WASHINGTON — As he campaigns these days, President Bush asserts that the nation's economy has "turned the corner." But Friday's disappointing employment report -- all but assuring that his record on election day will show a net loss of jobs during his time in office -- is likely to make Bush's sales pitch all the more difficult.
The weak jobs numbers present a challenge to his claim that his "well-timed" tax cuts have fostered a steady recovery, several political analysts and economists said. Some economists had expected a gain of as many as 250,000 jobs for July, but the Labor Department said the economy created only 32,000.
While employers have added 1.2 million payroll jobs this year, they have shed a net 1.1 million jobs since Bush became president in January 2001.
The Bush campaign had been hoping that job growth would show clearer strength, said Alan Abramowitz, a political scientist at Atlanta's Emory University, so that the president could "make a more credible case that things were getting better and that voters should give [the administration] more time for Bush's policies to work."
"But now it looks like it's less likely the economy will be a plus for Bush going into the election."
The payroll gain announced Friday "is a terrible number for Bush," said Greg Valliere, chief strategist for Schwab Washington Research Group. He said that Sen. John F. Kerry of Massachusetts, Bush's Democratic challenger, "can say the economy is sputtering, and I think he can say it with some justification.... It's pretty tough to spin this number positively."
The jobs report came in a week that also saw a rise in bloodshed in Iraq, another area where the tenor of news reports probably would affect Bush's reelection chances.
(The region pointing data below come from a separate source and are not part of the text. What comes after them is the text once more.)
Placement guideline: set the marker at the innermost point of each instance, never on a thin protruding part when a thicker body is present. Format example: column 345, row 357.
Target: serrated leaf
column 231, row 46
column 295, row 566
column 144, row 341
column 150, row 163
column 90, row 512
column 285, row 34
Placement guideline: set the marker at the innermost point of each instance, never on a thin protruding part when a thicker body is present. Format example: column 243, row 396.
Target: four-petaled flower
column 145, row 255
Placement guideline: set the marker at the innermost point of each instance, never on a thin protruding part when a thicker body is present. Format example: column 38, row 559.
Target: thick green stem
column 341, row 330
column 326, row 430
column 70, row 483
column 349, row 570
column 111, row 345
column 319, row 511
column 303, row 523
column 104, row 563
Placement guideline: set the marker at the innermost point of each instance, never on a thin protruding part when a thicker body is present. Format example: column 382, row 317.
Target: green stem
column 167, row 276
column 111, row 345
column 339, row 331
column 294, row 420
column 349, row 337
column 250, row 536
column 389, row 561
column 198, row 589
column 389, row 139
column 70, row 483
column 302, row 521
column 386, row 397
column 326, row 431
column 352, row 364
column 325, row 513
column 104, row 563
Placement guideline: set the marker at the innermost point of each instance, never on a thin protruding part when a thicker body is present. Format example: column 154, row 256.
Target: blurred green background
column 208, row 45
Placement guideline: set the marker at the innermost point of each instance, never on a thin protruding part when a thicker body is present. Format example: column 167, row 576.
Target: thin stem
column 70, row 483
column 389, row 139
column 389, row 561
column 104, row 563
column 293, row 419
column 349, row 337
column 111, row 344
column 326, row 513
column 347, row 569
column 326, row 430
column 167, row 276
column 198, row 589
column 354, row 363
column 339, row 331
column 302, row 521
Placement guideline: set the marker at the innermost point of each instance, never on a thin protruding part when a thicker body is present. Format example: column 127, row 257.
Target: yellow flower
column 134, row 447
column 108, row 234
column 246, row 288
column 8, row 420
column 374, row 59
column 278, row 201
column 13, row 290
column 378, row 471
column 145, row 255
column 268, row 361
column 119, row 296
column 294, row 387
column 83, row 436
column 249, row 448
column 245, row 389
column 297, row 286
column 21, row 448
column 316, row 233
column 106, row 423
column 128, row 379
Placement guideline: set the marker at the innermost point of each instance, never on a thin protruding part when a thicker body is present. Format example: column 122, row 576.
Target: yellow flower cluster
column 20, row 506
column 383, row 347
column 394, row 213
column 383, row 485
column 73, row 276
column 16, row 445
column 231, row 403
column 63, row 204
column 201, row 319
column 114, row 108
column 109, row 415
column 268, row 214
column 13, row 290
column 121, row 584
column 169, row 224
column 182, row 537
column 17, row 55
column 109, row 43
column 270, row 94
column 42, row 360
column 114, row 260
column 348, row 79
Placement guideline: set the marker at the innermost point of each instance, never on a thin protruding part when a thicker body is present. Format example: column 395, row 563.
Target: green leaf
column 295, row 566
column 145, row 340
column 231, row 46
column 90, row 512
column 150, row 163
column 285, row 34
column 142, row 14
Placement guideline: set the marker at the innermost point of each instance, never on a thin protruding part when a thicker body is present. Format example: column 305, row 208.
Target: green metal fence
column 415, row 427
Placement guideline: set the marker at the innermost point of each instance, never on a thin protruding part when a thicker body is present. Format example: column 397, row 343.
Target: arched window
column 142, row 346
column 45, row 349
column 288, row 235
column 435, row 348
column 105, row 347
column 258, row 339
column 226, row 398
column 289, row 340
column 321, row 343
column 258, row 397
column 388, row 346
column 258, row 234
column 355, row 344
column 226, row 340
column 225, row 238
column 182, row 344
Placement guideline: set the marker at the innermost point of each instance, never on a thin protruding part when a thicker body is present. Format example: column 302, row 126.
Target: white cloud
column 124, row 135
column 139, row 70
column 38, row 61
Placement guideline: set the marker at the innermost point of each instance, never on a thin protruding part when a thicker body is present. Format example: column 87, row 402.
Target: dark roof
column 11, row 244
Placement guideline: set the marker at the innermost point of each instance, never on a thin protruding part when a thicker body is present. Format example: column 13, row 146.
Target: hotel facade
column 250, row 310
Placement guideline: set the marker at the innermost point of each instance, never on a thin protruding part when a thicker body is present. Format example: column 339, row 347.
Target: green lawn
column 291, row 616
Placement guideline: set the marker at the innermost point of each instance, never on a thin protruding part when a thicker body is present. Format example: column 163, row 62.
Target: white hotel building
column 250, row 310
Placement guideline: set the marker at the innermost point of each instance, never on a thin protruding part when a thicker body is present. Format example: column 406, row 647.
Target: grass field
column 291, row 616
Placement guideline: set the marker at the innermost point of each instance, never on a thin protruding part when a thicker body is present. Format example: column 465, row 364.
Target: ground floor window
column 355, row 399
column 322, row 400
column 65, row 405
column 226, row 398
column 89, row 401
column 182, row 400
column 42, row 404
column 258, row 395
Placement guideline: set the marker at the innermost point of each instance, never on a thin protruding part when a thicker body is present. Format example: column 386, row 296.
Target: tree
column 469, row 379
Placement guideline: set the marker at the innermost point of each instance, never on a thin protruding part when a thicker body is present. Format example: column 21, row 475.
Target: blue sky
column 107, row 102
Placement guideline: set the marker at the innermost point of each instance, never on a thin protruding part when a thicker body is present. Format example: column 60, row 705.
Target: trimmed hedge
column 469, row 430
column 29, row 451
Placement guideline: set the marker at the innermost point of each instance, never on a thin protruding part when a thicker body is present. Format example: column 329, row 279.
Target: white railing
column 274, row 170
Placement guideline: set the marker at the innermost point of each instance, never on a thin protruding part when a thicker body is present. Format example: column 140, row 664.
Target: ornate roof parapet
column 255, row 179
Some analysts maintained that the economy was stronger than the jobs number indicated. Moreover, some saw good news for Bush in that Kerry had not positioned himself well in recent weeks, they said, to take political advantage of Bush's possible weakness on the economy.
In his televised address at the Democratic National Convention last week, Kerry barely mentioned the jobs issue while focusing on national security and on convincing voters that he could serve as commander in chief.
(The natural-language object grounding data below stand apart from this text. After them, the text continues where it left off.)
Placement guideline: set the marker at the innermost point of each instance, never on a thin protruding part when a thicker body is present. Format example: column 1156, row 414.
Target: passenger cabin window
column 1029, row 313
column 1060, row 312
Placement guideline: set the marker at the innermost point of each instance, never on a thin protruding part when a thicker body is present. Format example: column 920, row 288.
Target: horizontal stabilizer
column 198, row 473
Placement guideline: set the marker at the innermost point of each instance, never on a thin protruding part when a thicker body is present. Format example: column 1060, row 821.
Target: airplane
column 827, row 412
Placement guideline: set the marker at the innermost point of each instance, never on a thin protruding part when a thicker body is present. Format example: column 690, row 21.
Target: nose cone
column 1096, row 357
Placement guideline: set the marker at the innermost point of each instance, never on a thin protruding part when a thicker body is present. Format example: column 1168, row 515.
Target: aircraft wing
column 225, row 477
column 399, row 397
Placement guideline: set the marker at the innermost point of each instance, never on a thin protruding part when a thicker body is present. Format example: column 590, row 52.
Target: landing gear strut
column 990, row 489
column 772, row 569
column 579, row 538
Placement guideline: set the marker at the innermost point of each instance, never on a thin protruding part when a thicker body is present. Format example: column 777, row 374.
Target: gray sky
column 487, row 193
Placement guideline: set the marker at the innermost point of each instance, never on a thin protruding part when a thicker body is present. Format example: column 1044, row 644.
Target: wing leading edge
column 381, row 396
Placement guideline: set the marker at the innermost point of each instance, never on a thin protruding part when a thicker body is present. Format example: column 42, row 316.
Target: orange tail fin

Dean Baker, co-director of the Center for Economic and Policy Research, a liberal think tank, said that before Friday's report, Democrats might have come to accept Republican assertions that the economy was adding jobs rapidly, and that the issue would not resonate with voters by November. He said that was probably a mistake on Kerry's part.
"He's been defensive on this," Baker said. "It seems he's given a lot away.''
Bush and Vice President Dick Cheney said the jobs report contained good news.
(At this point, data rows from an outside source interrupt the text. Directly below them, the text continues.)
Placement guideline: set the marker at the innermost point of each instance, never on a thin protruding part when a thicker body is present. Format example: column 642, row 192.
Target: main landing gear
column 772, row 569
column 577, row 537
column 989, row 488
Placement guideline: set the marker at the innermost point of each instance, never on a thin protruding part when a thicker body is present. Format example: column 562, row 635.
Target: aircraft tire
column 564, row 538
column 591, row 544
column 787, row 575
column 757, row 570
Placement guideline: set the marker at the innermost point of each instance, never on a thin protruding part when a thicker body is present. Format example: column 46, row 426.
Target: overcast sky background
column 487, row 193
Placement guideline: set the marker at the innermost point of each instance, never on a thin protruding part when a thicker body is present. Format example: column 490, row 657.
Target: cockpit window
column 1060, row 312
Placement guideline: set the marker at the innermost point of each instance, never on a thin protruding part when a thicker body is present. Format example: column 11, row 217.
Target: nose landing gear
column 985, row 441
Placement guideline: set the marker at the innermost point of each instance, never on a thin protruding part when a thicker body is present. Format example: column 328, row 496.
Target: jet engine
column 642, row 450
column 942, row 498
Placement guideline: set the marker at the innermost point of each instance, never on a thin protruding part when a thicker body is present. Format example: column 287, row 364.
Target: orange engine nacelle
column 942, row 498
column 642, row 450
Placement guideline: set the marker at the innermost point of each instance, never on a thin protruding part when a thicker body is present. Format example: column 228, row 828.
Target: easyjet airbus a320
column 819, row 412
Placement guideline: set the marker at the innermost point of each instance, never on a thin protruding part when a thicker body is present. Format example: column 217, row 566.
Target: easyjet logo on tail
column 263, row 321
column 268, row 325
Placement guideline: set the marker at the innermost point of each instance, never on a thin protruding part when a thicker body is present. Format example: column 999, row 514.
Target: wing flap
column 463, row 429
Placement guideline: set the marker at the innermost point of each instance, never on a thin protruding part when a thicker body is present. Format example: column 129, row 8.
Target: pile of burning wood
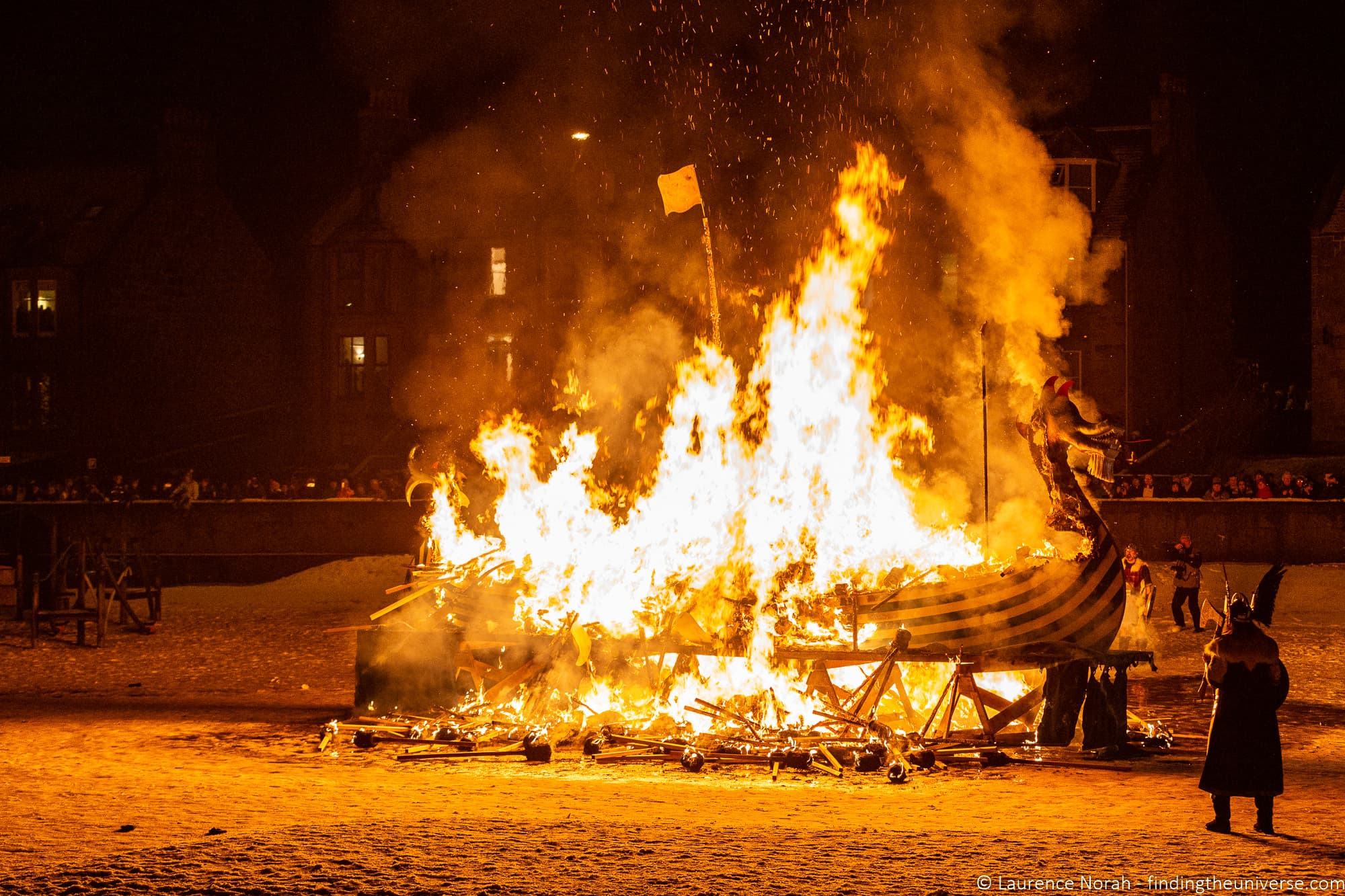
column 841, row 743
"Today's employment report shows our economy is continuing to move forward," Bush told supporters in New Hampshire. "And it reminds us that we're in a changing economy and we've got more to do. I'm not going to be satisfied until everybody who wants to work can find a job."
Cheney, speaking in Minnesota, listed what he said were administration accomplishments: 1.5 million jobs created since August; interest rates, inflation and mortgage rates at "historic lows," rising home ownership and overall economic growth.
"I would have to conclude," Cheney said, "and I think it's a fair judgment, that the economy is back on track -- is headed in the right direction."
Some economists supported that view. "What really matters at the ballot box is the actual reality of the economy," said Brian Wesbury, chief economist at the Chicago investment banking firm of Griffin, Kubik, Stephens & Thompson. "It sure looks to me that the economy is doing much better than that headline number suggests."
Kerry seized on the jobs report to poke fun at Bush's theme of "turning the corner."
"Well it must have been a U-turn, or else they're continually turning and they're going around in circles and ending up right back where they started from," he said during a campaign stop near Kansas City, Mo. "The fact is, this is unacceptable in the United States."
Impressions people draw now of the economy are important, some analysts said, because it takes time for news to resonate with voters. For instance, past improvements in the economy have not yet boosted the president's poll ratings on his economic leadership.
A survey last month by Republican pollster Tony Fabrizio of likely voters in 19 battleground states found that nearly 3 in 4 respondents rated the economy as fair or poor. By a 3-1 ratio, the likely voters thought that jobs in their area were decreasing.
"If the pessimism still exists, that's not very helpful to the president," Fabrizio said.
The new jobs numbers may increase pessimism in the industrialized states of the Midwest that are considered a tossup in the election.